A ce sujet, nous sommes heureux de pouvoir reproduire ici un témoignage de reconnaissance publique, d'autant plus précieux qu'il vient de plus haut, adressé tout récemment à M. de Naurois par le Président de la République :

    La Forest, 9 octobre 1877.
    Monsieur,
    Je m'empresse de vous remercier des intéressantes photographies de l'Asile alsacien du Vésinet que vous avez bien voulu m'envoyer. Il vous appartient plus qu'à tout autre de faire connaître un établissement à la fondation duquel vous avez si puissamment et si généreusement contribué. Le souvenir que vous m'envoyez ne peut m'être que très-agréable, et je fais les vœux les plus sincères pour la prospérité de l'asile.
    Recevez, Monsieur, l'assurance de mes sentiments distingués.

    Maréchal de Mac Mahon

Pour nous, la reconnaissance nous fait un devoir bien doux de ne pas clore cette courte notice consacrée à un homme de bien sans dire, ici, que l'Œuvre de la Première Communion et des Apprentis orphelins a le bonheur de posséder en M. Edouard de Naurois un insigne bienfaiteur, et nous, un bienveillant et généreux ami. Ses fréquentes visites à l'Œuvre témoignent de l'intérêt qu'il porte à de pauvres enfants qui, cependant, n'ont à lui offrir en retour que leurs prières quotidiennes et leur profonde gratitude. [3]

    Notes

    [1] Général Vionnet, vicomte de Maringoné.

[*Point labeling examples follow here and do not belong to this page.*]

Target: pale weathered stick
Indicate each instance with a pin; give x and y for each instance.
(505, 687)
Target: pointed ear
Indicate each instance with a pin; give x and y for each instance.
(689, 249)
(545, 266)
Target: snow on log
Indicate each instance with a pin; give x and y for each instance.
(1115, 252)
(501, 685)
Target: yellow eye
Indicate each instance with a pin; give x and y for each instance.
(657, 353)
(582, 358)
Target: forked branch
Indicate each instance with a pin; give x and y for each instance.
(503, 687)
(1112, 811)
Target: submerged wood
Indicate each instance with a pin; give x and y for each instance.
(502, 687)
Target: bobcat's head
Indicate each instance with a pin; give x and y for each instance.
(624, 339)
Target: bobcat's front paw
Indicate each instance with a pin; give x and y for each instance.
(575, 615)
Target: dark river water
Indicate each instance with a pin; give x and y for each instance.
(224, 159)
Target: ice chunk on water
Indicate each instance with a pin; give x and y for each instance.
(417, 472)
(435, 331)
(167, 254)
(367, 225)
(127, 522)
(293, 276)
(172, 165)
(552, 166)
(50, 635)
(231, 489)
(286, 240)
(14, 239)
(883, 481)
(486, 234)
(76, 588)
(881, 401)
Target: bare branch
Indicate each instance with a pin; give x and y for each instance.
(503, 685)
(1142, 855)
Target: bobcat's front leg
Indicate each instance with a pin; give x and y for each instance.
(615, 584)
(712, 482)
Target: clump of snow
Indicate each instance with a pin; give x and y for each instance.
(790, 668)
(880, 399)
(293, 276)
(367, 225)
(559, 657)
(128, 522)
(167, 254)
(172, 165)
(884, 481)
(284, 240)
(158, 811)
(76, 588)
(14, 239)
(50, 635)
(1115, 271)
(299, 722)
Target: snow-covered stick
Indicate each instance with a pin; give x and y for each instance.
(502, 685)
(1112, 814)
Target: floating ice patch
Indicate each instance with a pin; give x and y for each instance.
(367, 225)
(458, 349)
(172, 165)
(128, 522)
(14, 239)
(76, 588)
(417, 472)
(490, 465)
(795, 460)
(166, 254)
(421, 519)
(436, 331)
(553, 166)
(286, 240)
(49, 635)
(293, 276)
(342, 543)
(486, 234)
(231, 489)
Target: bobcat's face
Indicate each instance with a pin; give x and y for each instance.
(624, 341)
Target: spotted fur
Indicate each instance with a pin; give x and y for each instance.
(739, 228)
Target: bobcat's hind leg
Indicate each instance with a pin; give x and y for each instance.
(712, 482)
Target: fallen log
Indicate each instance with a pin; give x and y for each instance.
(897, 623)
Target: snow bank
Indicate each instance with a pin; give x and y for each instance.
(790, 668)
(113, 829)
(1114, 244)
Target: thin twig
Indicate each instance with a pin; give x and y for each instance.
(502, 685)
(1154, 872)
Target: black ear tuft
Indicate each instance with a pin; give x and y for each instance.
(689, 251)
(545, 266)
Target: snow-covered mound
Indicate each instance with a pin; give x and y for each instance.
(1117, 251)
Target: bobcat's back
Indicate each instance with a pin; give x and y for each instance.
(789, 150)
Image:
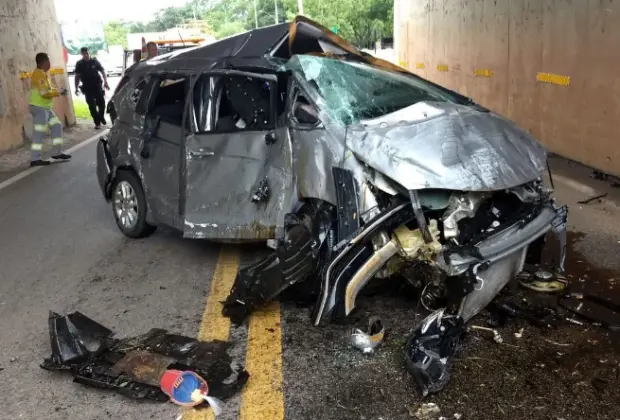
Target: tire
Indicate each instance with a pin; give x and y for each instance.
(129, 205)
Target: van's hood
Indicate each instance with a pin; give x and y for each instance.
(448, 146)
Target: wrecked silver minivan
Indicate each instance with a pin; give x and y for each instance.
(351, 168)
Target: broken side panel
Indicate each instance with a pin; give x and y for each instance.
(237, 184)
(346, 195)
(297, 258)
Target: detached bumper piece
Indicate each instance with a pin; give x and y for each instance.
(295, 259)
(430, 350)
(133, 366)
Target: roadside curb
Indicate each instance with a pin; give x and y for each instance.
(587, 190)
(29, 171)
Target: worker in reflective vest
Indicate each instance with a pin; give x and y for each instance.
(42, 94)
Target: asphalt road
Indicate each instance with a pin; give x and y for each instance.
(61, 251)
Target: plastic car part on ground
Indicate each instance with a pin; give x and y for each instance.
(368, 341)
(542, 281)
(134, 366)
(430, 350)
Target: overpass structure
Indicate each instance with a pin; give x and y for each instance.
(552, 66)
(26, 28)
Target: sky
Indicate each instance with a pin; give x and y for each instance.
(107, 10)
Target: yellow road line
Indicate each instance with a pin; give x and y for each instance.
(215, 326)
(263, 398)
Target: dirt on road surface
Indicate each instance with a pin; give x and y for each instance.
(572, 372)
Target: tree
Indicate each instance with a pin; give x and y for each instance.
(115, 33)
(360, 21)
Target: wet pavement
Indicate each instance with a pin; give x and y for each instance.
(64, 253)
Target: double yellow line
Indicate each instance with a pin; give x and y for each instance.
(262, 398)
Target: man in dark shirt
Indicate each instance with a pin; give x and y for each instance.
(89, 71)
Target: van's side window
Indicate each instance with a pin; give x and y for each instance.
(242, 103)
(169, 101)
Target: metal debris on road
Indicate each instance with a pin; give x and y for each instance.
(134, 366)
(596, 197)
(426, 411)
(369, 340)
(519, 334)
(496, 335)
(542, 281)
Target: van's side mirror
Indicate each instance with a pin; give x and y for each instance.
(151, 124)
(305, 114)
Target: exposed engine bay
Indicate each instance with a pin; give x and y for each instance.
(458, 249)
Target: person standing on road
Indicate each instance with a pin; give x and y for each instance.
(88, 71)
(42, 94)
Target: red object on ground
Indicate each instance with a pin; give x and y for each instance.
(179, 386)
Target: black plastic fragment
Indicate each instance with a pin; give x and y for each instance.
(129, 366)
(75, 337)
(430, 351)
(346, 196)
(296, 258)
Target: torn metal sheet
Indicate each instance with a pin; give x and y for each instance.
(418, 135)
(134, 366)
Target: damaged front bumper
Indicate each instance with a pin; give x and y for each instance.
(104, 166)
(474, 270)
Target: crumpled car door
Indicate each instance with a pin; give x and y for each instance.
(238, 182)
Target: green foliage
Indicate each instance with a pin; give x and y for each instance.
(360, 21)
(115, 33)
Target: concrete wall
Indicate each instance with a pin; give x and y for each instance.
(494, 50)
(26, 28)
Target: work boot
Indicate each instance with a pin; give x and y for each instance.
(39, 162)
(61, 156)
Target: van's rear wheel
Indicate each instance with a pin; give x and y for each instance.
(129, 205)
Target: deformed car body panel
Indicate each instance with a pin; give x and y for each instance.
(220, 185)
(429, 144)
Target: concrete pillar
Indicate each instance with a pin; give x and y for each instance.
(27, 27)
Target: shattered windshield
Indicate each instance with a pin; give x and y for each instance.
(354, 91)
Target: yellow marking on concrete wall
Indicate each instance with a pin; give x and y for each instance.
(554, 79)
(215, 326)
(28, 74)
(263, 397)
(483, 73)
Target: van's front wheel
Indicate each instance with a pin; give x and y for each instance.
(129, 205)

    [2] Il avait acquis la propriété pour la restituer à son ancienne propriétaire, la comtesse de Chabrillan, dont il était le débiteur. La comtesse déclina l'offre et suggéra d'en faire don à une œuvre.

    [3] M. de Naurois est décédé l'année suivante, le 24 mars 1878, quelques jours après avoir reçu la croix de la Légion d'honneur (10 février). Il fut inhumé dans la chapelle.